The dispute between New York University and Olmstead Properties over NYU Langone Medical Center’s lease at a Hudson Square office building may be much ado about nothing — with a Manhattan judge upholding an injunction against Olmstead today and both sides looking to resolve the matter out of court.
NYU filed suit against the Samuel Rosenblatt-led landlord last week in the hopes of blocking a five-day lease termination notice served by Olmstead on Wednesday at 180 Varick Street, where NYU Langone operates a cancer research facility.
The university obtained a temporary injunction against Olmstead on Friday in New York State Supreme Court, effectively stopping the clock on the lease termination notice. On Monday, a judge upheld that injunction and adjourned the matter to Dec. 9, providing the parties more time to resolve the dispute.
The lease termination notice at 180 Varick Street — where NYU Langone occupies five floors on a 15-year lease that it signed in 2010 – was allegedly motivated by the university’s failure to address several violations that the building, according to the lawsuit filed by NYU.
Those violations included tens of thousands of dollars of outstanding mechanic’s liens related to a $10 million renovation of NYU’s space, as well as Department of Buildings citations for problems with the building’s dumbwaiter.
But NYU claimed that it had “done (and continues to do) everything in its power to resolve those issues,” and sources said the two sides appear set to reach a resolution that will keep the cancer research facility at its space at 180 Varick Street.

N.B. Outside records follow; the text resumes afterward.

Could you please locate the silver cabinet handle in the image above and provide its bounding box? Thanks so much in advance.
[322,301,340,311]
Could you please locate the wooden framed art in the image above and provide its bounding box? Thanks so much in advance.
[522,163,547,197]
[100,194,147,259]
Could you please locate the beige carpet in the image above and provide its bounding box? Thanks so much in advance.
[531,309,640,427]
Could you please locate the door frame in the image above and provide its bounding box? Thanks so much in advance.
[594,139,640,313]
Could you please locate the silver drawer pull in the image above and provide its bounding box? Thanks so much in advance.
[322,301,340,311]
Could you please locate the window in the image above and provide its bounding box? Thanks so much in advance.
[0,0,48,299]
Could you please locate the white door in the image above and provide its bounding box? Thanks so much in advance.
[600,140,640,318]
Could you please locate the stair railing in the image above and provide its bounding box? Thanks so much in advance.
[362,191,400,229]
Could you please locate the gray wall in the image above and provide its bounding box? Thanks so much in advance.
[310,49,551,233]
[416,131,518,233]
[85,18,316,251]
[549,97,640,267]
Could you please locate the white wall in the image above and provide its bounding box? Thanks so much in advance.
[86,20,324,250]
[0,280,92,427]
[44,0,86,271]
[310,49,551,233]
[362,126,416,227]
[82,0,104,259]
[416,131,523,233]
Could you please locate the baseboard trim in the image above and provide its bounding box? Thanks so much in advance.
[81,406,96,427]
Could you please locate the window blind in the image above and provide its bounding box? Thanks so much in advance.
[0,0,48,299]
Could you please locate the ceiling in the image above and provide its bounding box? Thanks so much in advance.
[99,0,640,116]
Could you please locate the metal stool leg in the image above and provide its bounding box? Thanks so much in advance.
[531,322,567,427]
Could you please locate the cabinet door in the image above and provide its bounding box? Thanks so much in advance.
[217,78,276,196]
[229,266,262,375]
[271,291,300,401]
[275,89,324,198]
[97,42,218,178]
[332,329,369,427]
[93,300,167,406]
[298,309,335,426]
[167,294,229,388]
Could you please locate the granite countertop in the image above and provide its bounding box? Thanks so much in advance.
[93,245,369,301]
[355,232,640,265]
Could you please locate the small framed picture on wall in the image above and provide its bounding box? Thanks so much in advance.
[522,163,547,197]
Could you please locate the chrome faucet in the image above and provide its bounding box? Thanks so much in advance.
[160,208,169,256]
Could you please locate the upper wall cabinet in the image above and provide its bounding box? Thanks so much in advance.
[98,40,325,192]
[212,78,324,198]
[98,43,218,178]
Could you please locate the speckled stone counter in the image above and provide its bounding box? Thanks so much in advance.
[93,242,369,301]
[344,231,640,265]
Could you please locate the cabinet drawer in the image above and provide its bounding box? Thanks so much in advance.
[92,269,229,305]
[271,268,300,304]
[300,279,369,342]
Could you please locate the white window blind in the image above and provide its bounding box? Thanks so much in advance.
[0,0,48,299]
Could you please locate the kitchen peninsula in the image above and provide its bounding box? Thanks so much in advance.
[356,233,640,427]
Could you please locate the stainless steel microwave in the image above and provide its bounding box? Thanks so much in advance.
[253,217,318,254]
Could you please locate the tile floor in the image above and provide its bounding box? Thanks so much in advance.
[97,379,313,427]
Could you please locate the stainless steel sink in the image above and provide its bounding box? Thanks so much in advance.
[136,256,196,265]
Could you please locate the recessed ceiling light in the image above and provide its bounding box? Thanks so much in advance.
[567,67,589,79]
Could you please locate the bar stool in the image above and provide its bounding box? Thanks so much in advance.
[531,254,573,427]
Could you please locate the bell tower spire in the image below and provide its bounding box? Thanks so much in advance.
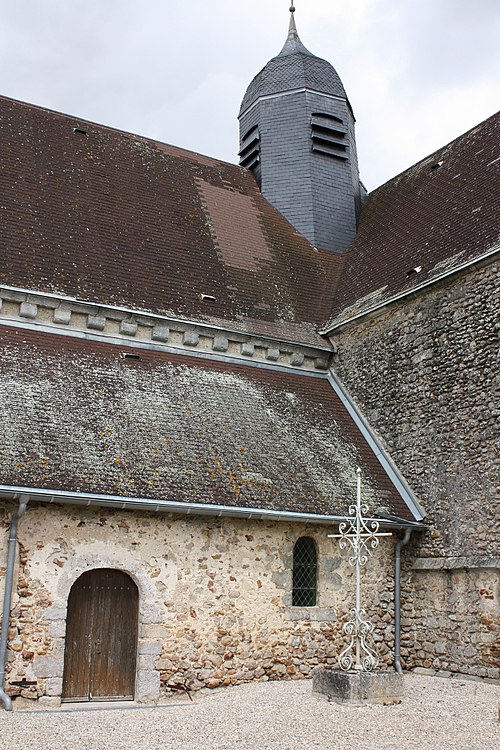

“It looks like [NYU] are in the process of removing the violations that were the basis of the [lease termination] notice,” Jeffrey Klarsfeld of law firm Platte, Klarsfeld, Levine & Lachtman, which is representing Olmstead, told The Real Deal. “They’ve already removed the mechanic’s liens and are in the process of removing the elevator violations of record.”
“Our goal was always to get these violations and mechanic’s liens off the building,” Klarsfeld added, noting that Olmstead served the lease termination notice “to cure a response from the tenant.”
“The liens were encumbering the building,” he said. “The landlord wanted them off and we weren’t getting an adequate response from the tenant.”
Legal representatives for NYU declined to comment on the matter.
NYU Langone uses its space at the 17-story, 329,000-square-foot property to conduct research work on ovarian cancer, Barth syndrome, HIV and gene therapy. In its lawsuit against Olmstead, the university said a shutdown of the Varick Street facility would have major consequences on the medical center’s research efforts.
“A significant displacement of dozens of researches would certainly result in a significant disruption and threaten ongoing research projects and experiments,” the school said in the complaint.